D = (-1)² - 4 × 1 × -2

D = 1 + 8

D = 9

$\boxed{\sf x = \frac{ - b \: \ \pm \sqrt{discriminant} }{2a} }$

$\alpha = \frac{ - ( - 1) + \sqrt{9} }{2 \times 1}$

$\implies\alpha = \frac{1 + 3}{2}$

$\implies \: \alpha = \frac{4}{2}$

$\implies \: \boxed{ \sf\alpha = 2}$

$\beta = \frac{ - ( - 1) - \sqrt{9} }{2 \times 1}$

$\implies \: \beta = \frac{1 - 3}{2}$

$\implies \: \beta = \frac{ - 2}{2}$

$\implies \: \boxed{ \sf{ \beta = - 1}}$

$3 \alpha + 1 = 3 \times 2 + 1 \\ = 6 + 1 \\ = 7$

$3 \beta + 1 = 3( - 1) + 1 \\ = - 3 + 1 \\ = - 2$

So , the roots of the new equation should be 7 and -2 .

We know that for a quadratic equations ,

P(x) = x² - (sum of the roots)x + product of roots

So , our new quadratic equation is

P(x) = x² - {7 + (-2)}x + 7× -2

P(x) = x² - (7- 2)x - 14

P(x) = x² - 5x -14

So , it can be written as the type

P(x) = k (x² - 5x -14)

Where k is a constant .

Answer 2

Given

$\sf \alpha\ and \beta\ are \ the \ zeroes \ of \ polynomial \\ \\ \longrightarrow\sf x^2-x-2$

To find :-

we have to find a polynomial whose zeroes of

$\sf (3 \alpha+1 )\ and \ (3\beta+1)$

• Here $\sf \alpha\ and \ \beta$ are the zeroes of given polynomial !

• Now first find the zeroes of given polynomial .

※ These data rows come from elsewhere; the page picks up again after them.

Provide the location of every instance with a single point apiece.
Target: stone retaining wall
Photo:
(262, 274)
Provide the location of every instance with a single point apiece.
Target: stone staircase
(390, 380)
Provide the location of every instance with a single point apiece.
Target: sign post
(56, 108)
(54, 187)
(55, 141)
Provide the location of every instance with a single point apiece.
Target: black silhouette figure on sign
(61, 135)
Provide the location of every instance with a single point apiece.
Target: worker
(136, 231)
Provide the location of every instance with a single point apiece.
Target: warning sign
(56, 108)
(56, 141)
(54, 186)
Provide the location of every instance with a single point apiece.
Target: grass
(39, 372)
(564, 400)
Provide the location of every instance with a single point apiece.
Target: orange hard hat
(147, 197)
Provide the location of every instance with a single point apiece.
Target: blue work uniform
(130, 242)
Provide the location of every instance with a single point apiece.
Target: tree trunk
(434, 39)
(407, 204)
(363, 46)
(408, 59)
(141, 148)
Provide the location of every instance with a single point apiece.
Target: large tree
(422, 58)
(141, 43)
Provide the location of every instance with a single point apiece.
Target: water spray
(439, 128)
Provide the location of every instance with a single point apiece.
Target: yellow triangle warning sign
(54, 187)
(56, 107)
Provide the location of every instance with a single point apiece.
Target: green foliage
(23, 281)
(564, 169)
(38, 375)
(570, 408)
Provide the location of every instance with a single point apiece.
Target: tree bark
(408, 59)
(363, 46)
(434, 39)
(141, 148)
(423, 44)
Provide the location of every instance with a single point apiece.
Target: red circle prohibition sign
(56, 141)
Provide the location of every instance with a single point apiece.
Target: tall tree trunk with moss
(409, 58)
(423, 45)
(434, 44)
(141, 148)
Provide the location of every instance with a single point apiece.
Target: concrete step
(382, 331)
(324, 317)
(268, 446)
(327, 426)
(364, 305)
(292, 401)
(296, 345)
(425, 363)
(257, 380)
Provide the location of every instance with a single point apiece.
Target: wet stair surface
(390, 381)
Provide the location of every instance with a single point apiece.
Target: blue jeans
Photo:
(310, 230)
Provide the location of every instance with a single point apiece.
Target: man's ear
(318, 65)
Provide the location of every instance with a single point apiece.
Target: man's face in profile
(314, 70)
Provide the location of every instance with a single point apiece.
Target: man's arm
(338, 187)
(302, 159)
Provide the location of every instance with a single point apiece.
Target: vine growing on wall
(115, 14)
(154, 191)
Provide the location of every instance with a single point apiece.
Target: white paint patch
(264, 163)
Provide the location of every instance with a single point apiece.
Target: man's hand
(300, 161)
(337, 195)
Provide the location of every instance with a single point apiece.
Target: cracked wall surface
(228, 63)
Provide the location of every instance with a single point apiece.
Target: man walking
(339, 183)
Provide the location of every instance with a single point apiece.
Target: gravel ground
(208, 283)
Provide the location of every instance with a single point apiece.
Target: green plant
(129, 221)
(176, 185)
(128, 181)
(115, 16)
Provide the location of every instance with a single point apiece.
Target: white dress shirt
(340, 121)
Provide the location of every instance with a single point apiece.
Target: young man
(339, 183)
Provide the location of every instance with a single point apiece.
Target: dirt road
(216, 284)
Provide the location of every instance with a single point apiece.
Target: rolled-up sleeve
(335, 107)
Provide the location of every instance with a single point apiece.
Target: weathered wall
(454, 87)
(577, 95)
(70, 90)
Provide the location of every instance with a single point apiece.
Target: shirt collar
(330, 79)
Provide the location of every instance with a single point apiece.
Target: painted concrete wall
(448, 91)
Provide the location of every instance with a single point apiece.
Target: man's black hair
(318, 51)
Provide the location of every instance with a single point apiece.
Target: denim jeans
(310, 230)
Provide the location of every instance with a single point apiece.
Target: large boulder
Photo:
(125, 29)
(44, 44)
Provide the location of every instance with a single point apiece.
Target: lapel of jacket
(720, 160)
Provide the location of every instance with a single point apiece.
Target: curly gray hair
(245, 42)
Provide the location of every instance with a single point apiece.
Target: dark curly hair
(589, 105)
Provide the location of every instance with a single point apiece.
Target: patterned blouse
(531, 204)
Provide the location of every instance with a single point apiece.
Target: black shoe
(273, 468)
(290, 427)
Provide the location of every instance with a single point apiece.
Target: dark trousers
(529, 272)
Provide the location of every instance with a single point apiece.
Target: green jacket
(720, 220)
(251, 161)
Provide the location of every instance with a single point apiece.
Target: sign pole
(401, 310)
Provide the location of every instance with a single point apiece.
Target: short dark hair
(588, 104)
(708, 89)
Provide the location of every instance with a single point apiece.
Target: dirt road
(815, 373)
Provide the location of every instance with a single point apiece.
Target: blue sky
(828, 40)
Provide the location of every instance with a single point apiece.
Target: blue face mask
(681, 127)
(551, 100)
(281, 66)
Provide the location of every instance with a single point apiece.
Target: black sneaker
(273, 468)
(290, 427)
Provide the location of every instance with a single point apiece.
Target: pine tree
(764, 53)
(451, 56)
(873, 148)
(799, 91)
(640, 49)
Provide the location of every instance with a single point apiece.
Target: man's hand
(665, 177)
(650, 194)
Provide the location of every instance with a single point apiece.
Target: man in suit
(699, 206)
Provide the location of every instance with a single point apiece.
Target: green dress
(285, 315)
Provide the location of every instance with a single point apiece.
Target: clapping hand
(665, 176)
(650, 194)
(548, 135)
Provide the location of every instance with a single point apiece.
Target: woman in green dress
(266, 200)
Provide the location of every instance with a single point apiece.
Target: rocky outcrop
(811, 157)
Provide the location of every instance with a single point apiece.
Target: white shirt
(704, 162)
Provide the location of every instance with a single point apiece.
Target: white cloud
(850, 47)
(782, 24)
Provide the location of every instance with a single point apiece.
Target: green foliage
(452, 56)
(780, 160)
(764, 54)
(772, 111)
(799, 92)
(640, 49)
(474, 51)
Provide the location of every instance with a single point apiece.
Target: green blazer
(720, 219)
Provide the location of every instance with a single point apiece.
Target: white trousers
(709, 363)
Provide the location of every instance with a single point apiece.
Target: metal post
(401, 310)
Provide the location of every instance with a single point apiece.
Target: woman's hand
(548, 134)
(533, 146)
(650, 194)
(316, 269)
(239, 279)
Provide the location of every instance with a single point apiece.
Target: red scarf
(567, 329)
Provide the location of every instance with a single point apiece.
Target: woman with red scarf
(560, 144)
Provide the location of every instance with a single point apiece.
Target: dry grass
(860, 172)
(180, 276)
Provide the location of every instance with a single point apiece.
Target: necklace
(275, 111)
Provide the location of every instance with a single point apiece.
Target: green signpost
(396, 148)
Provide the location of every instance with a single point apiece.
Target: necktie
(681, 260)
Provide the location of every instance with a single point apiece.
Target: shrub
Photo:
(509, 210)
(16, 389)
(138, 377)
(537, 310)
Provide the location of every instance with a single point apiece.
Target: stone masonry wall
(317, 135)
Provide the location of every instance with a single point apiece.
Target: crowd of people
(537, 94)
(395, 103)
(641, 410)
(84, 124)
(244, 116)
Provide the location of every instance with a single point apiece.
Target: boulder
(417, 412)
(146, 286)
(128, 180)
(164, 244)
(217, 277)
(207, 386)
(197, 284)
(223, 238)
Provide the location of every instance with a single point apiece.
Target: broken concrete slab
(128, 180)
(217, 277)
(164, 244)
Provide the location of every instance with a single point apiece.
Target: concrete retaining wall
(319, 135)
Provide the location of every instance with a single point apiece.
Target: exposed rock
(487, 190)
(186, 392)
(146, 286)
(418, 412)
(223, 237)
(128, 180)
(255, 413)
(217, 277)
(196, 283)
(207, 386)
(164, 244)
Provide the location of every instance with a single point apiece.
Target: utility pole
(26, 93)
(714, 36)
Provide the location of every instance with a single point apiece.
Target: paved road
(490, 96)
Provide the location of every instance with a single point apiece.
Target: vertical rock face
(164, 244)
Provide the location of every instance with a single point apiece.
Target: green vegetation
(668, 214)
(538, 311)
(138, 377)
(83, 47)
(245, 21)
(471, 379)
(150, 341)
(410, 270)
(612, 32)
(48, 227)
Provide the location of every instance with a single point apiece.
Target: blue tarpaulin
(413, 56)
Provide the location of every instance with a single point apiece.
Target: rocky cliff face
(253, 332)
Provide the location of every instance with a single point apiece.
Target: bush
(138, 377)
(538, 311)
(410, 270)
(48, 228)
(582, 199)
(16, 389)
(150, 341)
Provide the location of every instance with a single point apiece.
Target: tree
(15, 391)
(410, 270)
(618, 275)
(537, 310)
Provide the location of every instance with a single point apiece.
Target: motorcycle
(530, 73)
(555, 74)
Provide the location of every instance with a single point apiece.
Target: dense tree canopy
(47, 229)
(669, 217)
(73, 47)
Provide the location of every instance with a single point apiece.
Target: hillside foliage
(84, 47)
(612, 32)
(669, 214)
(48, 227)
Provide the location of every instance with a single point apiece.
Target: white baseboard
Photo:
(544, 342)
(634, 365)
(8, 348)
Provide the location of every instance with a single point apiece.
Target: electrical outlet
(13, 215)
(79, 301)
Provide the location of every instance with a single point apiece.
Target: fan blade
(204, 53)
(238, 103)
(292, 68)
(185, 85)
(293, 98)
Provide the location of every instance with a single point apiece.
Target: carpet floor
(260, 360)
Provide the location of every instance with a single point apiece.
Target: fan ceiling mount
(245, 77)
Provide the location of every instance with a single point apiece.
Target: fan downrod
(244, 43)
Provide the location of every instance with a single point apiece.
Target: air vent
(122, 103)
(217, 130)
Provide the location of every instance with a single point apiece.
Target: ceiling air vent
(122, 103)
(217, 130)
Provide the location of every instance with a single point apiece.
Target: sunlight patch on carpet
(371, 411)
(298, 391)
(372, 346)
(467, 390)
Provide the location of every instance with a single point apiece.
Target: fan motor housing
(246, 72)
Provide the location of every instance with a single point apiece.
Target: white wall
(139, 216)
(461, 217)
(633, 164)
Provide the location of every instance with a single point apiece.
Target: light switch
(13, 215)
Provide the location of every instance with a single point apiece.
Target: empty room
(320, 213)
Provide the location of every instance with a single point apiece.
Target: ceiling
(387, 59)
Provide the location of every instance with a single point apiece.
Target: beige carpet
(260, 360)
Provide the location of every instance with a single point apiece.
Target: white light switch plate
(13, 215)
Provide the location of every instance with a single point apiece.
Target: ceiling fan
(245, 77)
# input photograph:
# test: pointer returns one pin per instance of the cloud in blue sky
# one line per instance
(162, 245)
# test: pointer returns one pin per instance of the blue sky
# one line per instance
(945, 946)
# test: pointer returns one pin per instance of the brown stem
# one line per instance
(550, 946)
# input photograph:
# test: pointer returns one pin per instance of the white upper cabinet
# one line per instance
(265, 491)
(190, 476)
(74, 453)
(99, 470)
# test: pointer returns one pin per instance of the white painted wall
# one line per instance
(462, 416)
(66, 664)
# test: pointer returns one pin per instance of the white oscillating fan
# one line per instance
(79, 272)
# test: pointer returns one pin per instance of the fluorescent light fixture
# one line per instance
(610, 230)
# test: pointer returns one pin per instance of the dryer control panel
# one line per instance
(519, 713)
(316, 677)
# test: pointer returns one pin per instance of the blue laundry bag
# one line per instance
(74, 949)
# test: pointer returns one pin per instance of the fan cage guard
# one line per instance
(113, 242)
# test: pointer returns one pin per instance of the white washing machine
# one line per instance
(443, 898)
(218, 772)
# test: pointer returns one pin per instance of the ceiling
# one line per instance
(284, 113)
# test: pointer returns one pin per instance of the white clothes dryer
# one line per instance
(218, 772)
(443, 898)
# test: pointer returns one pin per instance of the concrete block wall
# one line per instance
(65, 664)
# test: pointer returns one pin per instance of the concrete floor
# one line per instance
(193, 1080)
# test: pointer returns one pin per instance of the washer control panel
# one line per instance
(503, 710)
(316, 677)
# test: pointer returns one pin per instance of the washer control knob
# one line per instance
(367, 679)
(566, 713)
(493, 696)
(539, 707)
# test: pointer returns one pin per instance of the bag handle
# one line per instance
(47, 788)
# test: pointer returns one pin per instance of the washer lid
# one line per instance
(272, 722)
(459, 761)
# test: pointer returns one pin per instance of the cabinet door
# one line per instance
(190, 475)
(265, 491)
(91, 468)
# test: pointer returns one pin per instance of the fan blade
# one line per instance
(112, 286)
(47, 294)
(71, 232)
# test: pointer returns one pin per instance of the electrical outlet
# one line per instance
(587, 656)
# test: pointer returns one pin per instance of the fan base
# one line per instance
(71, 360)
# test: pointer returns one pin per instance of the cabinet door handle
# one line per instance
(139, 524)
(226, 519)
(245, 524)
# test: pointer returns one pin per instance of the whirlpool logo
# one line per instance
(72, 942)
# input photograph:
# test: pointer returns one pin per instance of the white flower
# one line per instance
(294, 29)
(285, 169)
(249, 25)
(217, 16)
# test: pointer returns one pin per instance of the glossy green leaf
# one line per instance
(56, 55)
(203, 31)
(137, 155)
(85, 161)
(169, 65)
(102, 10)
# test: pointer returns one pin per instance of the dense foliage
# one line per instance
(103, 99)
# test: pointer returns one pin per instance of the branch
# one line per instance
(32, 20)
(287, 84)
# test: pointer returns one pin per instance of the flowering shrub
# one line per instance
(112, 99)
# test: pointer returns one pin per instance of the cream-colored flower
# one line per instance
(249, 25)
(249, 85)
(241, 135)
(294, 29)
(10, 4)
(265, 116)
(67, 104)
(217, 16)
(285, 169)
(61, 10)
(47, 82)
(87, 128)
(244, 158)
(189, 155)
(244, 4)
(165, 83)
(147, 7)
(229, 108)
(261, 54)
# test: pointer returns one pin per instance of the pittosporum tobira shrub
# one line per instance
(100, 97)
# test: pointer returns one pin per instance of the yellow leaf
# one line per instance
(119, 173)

$\underline{\bigstar{\sf\ \ \ \ \ \ Solution :-\ \ \ \ \ }}$

$\dashrightarrow\sf x^2-x-2=0\\ \\ \dashrightarrow\sf x^2-(2-1)x-2=0\\ \\ \dashrightarrow\sf x^2-2x+x-2=0\\ \\ \dashrightarrow\sf x(x-2)+1(x-2)=0\\ \\ \dashrightarrow\sf (x-2)(x+1)\\ \\ \sf \ zeroes\ are \ (2) \ and \ (-1)\\ \\ \sf\ So ,\ \alpha= 2 \ ; \beta= (-1)$

• Now find the value of given zeroes

$\dashrightarrow\sf 3\alpha+1= 3\times 2+1 \ \ \ (\alpha=2)\\ \\ \dashrightarrow\sf 3\alpha+1 =6+1= 7 \\ \\ \sf \ \ Now \ the \ second\ zero \\ \\ \dashrightarrow\sf 3\beta+1= 3\times (-1)+1 \ \ \ [\beta=(-1)]\\ \\ \dashrightarrow\sf 3\beta= -3+1 = (-2)$

• Here we can say that

• $\sf \alpha= 7 \ \ and \ \beta=(-2)$

Hence required polynomial !

$\sf f(x)= k(x^2-(sum\ of \ zeroes) +(product\ of \ zeroes))$

• Where k is constant
• and f(x) is required Polynomial

$\dashrightarrow\sf f(x) = k\big(x^2- [7+(-2)] x+(7\times (-2)]\big)\\ \\ \dashrightarrow\sf k(x^2-(7-2)x-14)\\ \\ \dashrightarrow\sf k(x^2-5x-14)$

$\boxed{\sf{\purple{ f(x)= k(x^2-5x-14)}}}$